Trotzdem kann der „Razzie“ als institutionalisiertes „Instrument zur Distribution von Ehre“[1] betrachtet werden, über welches auf öffentlichkeitswirksame Art und Weise, d.h. in einer festlich gerahmten und von den Medien interessiert verfolgten Zeremonie, symbolisches Kapital im bourdieuschen Sinne[2] transferiert wird.
In dieser Arbeit möchte ich untersuchen, wie dieses Kapital gestaltet ist und ob sich Negativpreise wie die Golden Raspberry mit den Merkmalen der Ehrdistribution, wie sie Ludgera Vogt in ihrer Arbeit „Zur Empirie der Ehre“[3] aufstellt, vereinen lassen. Letztendlich soll damit die Frage beantwortet werden, ob Antiauszeichnungen eine ähnlich wichtige Rolle für die Gesellschaft spielen, wie positive Ehrungen – etwa der Oscar oder das Bundesverdienstkreuz - mit ihrer steuernden und festigenden Funktion.

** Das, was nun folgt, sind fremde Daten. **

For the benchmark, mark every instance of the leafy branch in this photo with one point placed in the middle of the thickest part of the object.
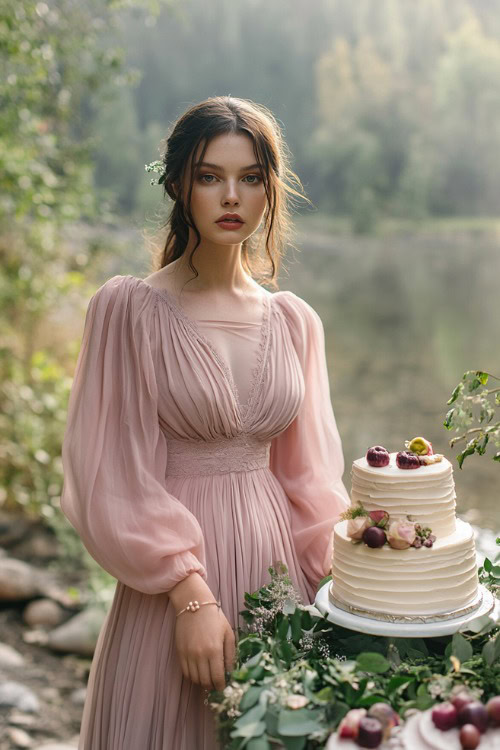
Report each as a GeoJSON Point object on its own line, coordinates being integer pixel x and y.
{"type": "Point", "coordinates": [474, 409]}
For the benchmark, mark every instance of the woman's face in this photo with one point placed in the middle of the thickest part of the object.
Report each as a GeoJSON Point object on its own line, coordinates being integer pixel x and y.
{"type": "Point", "coordinates": [228, 181]}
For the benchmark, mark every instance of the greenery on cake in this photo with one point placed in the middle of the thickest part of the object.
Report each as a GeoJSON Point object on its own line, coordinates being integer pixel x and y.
{"type": "Point", "coordinates": [376, 528]}
{"type": "Point", "coordinates": [354, 511]}
{"type": "Point", "coordinates": [297, 674]}
{"type": "Point", "coordinates": [475, 407]}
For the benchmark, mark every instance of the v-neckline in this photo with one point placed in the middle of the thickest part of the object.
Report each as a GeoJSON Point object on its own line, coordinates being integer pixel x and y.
{"type": "Point", "coordinates": [258, 369]}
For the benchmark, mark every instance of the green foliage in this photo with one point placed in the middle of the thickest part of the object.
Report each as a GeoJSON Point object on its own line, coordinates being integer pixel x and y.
{"type": "Point", "coordinates": [55, 65]}
{"type": "Point", "coordinates": [474, 404]}
{"type": "Point", "coordinates": [297, 674]}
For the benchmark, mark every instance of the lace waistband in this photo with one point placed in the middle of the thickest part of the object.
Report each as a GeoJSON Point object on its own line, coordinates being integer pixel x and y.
{"type": "Point", "coordinates": [240, 453]}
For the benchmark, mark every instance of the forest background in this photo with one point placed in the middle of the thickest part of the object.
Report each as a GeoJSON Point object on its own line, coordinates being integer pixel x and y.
{"type": "Point", "coordinates": [391, 109]}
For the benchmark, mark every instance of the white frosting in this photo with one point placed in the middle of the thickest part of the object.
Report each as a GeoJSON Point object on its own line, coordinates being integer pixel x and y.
{"type": "Point", "coordinates": [423, 581]}
{"type": "Point", "coordinates": [426, 494]}
{"type": "Point", "coordinates": [412, 581]}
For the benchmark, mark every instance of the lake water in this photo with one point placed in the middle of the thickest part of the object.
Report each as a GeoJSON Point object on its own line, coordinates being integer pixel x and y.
{"type": "Point", "coordinates": [404, 318]}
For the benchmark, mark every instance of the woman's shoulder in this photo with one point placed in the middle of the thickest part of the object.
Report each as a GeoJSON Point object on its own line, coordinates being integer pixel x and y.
{"type": "Point", "coordinates": [121, 288]}
{"type": "Point", "coordinates": [294, 307]}
{"type": "Point", "coordinates": [123, 295]}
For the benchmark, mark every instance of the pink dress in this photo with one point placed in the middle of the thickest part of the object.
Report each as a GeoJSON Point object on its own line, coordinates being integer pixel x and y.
{"type": "Point", "coordinates": [172, 465]}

Zu diesem Zweck sollen drei Beispiele für Negativpreise, die regelmäßig von unabhängigen Institutionen auf verschiedenen Gebieten vergeben werden, vorgestellt werden. Die Wahl fiel auf den bereits erwähnten Golden Raspberry Award, den Big Brother Award, sowie das Unwort des Jahres. Grund dafür ist ihre relativ hohe Popularität und Diversität.

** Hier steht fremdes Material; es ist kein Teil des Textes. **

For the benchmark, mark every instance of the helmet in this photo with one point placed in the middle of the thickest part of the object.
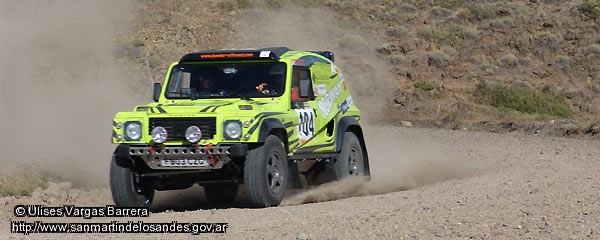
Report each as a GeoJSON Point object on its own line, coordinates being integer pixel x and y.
{"type": "Point", "coordinates": [277, 70]}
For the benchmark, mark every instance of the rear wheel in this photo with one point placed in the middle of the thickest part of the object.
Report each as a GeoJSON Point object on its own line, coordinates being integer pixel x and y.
{"type": "Point", "coordinates": [266, 173]}
{"type": "Point", "coordinates": [222, 193]}
{"type": "Point", "coordinates": [351, 160]}
{"type": "Point", "coordinates": [125, 191]}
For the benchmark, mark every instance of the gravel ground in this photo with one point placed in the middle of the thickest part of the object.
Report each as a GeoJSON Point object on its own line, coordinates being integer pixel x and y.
{"type": "Point", "coordinates": [426, 184]}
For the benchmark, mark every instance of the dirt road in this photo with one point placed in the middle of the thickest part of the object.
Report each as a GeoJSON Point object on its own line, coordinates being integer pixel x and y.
{"type": "Point", "coordinates": [426, 184]}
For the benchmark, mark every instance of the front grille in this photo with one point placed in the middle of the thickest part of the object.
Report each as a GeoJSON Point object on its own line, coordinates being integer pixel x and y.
{"type": "Point", "coordinates": [176, 126]}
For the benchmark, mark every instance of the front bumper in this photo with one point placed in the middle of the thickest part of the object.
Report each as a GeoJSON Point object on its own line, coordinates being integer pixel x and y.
{"type": "Point", "coordinates": [182, 157]}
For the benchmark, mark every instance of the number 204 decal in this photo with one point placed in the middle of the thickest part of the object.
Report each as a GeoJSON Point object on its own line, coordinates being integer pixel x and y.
{"type": "Point", "coordinates": [306, 126]}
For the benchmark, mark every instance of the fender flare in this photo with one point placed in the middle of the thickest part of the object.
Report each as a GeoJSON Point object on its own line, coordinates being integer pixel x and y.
{"type": "Point", "coordinates": [350, 124]}
{"type": "Point", "coordinates": [267, 126]}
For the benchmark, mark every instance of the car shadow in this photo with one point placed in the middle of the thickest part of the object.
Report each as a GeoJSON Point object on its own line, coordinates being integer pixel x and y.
{"type": "Point", "coordinates": [192, 199]}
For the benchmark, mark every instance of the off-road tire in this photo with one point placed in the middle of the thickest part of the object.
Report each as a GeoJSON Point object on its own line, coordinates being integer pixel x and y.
{"type": "Point", "coordinates": [351, 159]}
{"type": "Point", "coordinates": [266, 173]}
{"type": "Point", "coordinates": [123, 189]}
{"type": "Point", "coordinates": [222, 193]}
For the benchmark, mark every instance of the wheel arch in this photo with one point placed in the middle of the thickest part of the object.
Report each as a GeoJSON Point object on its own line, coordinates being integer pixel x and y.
{"type": "Point", "coordinates": [272, 126]}
{"type": "Point", "coordinates": [350, 124]}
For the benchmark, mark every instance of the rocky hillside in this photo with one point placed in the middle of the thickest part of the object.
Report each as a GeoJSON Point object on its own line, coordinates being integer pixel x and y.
{"type": "Point", "coordinates": [445, 63]}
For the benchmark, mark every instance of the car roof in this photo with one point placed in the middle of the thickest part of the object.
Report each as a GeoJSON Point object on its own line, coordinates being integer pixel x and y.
{"type": "Point", "coordinates": [273, 53]}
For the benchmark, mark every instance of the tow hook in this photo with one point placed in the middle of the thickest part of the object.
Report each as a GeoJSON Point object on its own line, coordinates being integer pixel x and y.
{"type": "Point", "coordinates": [213, 159]}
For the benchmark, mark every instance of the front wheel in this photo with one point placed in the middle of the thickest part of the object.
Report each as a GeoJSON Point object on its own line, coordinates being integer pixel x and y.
{"type": "Point", "coordinates": [266, 173]}
{"type": "Point", "coordinates": [351, 160]}
{"type": "Point", "coordinates": [125, 191]}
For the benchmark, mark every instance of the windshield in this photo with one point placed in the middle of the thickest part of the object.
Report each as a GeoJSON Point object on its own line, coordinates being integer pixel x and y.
{"type": "Point", "coordinates": [244, 80]}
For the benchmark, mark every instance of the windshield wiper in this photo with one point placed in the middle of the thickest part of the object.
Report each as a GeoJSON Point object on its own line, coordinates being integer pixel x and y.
{"type": "Point", "coordinates": [238, 95]}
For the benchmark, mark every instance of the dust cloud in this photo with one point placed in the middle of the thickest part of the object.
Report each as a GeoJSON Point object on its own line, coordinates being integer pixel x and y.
{"type": "Point", "coordinates": [395, 163]}
{"type": "Point", "coordinates": [60, 86]}
{"type": "Point", "coordinates": [317, 29]}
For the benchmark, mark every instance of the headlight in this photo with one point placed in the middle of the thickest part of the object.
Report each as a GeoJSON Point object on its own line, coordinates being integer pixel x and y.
{"type": "Point", "coordinates": [133, 131]}
{"type": "Point", "coordinates": [193, 134]}
{"type": "Point", "coordinates": [233, 129]}
{"type": "Point", "coordinates": [159, 134]}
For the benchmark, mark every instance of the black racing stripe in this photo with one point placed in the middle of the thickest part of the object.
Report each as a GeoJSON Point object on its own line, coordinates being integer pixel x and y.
{"type": "Point", "coordinates": [205, 109]}
{"type": "Point", "coordinates": [262, 116]}
{"type": "Point", "coordinates": [252, 129]}
{"type": "Point", "coordinates": [314, 148]}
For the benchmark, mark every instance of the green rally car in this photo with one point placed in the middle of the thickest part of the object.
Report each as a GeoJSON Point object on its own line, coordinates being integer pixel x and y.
{"type": "Point", "coordinates": [270, 119]}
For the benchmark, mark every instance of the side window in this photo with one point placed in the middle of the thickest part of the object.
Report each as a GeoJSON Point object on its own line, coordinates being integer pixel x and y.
{"type": "Point", "coordinates": [298, 74]}
{"type": "Point", "coordinates": [179, 85]}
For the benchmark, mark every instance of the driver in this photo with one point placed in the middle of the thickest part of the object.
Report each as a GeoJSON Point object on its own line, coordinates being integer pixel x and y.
{"type": "Point", "coordinates": [274, 83]}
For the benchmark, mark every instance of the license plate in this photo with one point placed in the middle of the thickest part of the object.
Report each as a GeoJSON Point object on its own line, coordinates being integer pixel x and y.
{"type": "Point", "coordinates": [184, 163]}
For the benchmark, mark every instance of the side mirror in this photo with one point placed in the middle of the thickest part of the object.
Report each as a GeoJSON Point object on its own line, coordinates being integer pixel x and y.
{"type": "Point", "coordinates": [305, 88]}
{"type": "Point", "coordinates": [156, 92]}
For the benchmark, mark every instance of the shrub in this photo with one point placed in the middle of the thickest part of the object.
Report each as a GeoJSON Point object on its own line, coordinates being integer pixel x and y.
{"type": "Point", "coordinates": [137, 42]}
{"type": "Point", "coordinates": [593, 49]}
{"type": "Point", "coordinates": [562, 62]}
{"type": "Point", "coordinates": [425, 86]}
{"type": "Point", "coordinates": [522, 100]}
{"type": "Point", "coordinates": [437, 58]}
{"type": "Point", "coordinates": [450, 4]}
{"type": "Point", "coordinates": [489, 69]}
{"type": "Point", "coordinates": [509, 60]}
{"type": "Point", "coordinates": [452, 35]}
{"type": "Point", "coordinates": [154, 61]}
{"type": "Point", "coordinates": [591, 9]}
{"type": "Point", "coordinates": [502, 22]}
{"type": "Point", "coordinates": [21, 181]}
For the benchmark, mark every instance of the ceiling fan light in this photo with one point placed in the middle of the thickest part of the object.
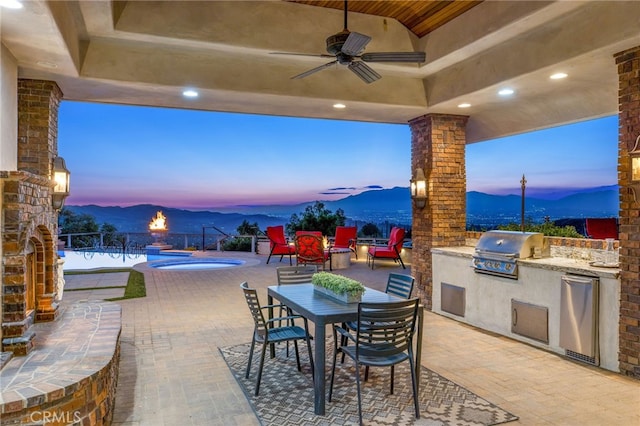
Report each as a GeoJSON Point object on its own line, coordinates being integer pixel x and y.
{"type": "Point", "coordinates": [355, 43]}
{"type": "Point", "coordinates": [364, 71]}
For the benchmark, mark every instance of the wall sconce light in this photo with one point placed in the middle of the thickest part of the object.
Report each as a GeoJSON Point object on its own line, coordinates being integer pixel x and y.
{"type": "Point", "coordinates": [634, 169]}
{"type": "Point", "coordinates": [419, 189]}
{"type": "Point", "coordinates": [61, 179]}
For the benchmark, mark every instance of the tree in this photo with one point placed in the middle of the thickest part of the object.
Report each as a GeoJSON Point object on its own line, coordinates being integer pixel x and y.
{"type": "Point", "coordinates": [246, 228]}
{"type": "Point", "coordinates": [317, 218]}
{"type": "Point", "coordinates": [242, 243]}
{"type": "Point", "coordinates": [71, 223]}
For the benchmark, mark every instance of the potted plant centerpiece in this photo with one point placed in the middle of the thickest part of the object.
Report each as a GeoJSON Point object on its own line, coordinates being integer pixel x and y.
{"type": "Point", "coordinates": [338, 287]}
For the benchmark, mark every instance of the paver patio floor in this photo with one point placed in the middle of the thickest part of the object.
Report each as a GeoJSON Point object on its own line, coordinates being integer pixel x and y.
{"type": "Point", "coordinates": [171, 372]}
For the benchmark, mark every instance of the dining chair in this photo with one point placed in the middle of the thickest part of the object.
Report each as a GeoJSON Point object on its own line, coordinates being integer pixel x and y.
{"type": "Point", "coordinates": [399, 285]}
{"type": "Point", "coordinates": [383, 338]}
{"type": "Point", "coordinates": [278, 243]}
{"type": "Point", "coordinates": [310, 250]}
{"type": "Point", "coordinates": [299, 274]}
{"type": "Point", "coordinates": [346, 237]}
{"type": "Point", "coordinates": [265, 332]}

Untersucht wird anschließend, ob die zweckrationale sowie die wertrationale Dimension der Ehre, die Ludgera Vogt als Wesensmerkmal von positiven Ehrungen erkennt, auch in Negativpreisen zu finden ist und ob sich auch für sie eine Steuerungs- und Festigungsfunktion für die Gesellschaft feststellen lässt.
Abschließend kann unter Rückgriff auf die Kapitalientheorie von Pierre Bourdieu ein Deutungsversuch zur gesellschaftlichen Relevanz von Antiauszeichnungen gewagt werden.

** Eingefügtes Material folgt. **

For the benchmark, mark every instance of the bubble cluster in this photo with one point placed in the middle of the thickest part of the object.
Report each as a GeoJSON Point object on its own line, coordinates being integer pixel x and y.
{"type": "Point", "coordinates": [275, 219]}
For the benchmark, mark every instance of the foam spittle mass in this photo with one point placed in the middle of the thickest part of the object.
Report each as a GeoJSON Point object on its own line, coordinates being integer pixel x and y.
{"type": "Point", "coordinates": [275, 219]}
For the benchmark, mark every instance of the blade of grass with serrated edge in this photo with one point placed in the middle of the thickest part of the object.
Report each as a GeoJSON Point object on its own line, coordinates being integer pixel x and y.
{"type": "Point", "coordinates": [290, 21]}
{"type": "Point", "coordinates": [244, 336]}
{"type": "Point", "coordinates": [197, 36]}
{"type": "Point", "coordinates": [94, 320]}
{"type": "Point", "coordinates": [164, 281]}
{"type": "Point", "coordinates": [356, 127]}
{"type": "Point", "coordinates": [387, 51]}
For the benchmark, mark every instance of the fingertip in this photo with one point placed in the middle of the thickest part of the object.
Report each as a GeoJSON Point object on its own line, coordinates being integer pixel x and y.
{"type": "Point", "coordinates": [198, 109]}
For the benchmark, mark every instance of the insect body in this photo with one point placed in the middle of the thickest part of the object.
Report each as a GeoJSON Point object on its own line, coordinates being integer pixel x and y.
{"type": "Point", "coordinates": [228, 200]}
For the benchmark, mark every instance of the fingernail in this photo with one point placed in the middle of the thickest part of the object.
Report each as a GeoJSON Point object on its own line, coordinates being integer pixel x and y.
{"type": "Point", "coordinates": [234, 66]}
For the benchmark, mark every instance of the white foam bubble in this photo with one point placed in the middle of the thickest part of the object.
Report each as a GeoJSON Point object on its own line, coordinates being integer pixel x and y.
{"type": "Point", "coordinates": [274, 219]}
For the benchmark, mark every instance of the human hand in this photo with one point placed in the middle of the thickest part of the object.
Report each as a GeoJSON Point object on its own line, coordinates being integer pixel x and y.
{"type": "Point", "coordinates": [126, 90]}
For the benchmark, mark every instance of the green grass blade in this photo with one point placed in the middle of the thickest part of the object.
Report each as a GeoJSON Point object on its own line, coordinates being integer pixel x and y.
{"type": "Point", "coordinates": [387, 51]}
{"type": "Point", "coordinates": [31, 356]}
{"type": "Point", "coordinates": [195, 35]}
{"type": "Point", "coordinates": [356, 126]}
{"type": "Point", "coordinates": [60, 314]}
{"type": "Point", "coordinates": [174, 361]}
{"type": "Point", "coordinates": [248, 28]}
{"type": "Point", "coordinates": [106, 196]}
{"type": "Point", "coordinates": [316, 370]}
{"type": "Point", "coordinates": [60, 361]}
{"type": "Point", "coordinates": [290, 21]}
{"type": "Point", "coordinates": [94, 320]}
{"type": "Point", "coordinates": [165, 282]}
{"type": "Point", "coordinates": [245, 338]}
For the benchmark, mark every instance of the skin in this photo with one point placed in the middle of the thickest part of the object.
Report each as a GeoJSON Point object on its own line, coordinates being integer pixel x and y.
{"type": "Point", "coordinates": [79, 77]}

2. Merkmale von Negativpreisen
An den folgenden drei, aus verschiedenen Bereichen stammenden Antiauszeichnungen möchte ich versuchen, einige Gemeinsamkeiten dieser Preise und ihrer Stifter zu erkennen.
2.1 Golden Raspberry Award
Die eingangs schon erwähnte Goldene Himbeere ist einer der bekanntesten Negativpreise – analog zum Oscar, der gleichzeitig Vorbild und Kontrastfolie für den Golden Raspberry Award ist. Seit 1980 werden die „Dis-Honors for Worst Achievements in Film“[4] verliehen.
Die vom Autor und Cineasten John Wilson gegründete Foundation charakterisiert die Verleihung der Awards als „light-hearted parody of award shows in general (and The Oscars in particular)“[5], es wird aber auch der Anspruch deutlich gemacht, gegen die als übermächtig empfundene „Traumfabrik“ aufzubegehren. Erkennbar ist dies an der Tatsache, dass nur so genannte Blockbuster mit großem Budget für den Razzie nominiert werden können, sowie an der abwertenden Bezeichnung „Tinsel Town“ für Hollywood. Die Stiftung ist nach eigener Aussage „Poised to Prick The Movie Industry's Pomp for as long as Hollywood keeps on making High-Profile Howlers“[6].
2.2 Big Brother Award
Der Big Brother Award wird seit 1998 in verschiedenen Ländern verliehen, in Deutschland seit dem Jahr 2000 vom Bielefelder „Verein zur Förderung des öffentlichen bewegten und unbewegten Datenverkehrs e.V.“ (FoeBuD e.V.), dessen Name eine Parodie auf umständliche Bezeichnungen der früheren Bundespost darstellt.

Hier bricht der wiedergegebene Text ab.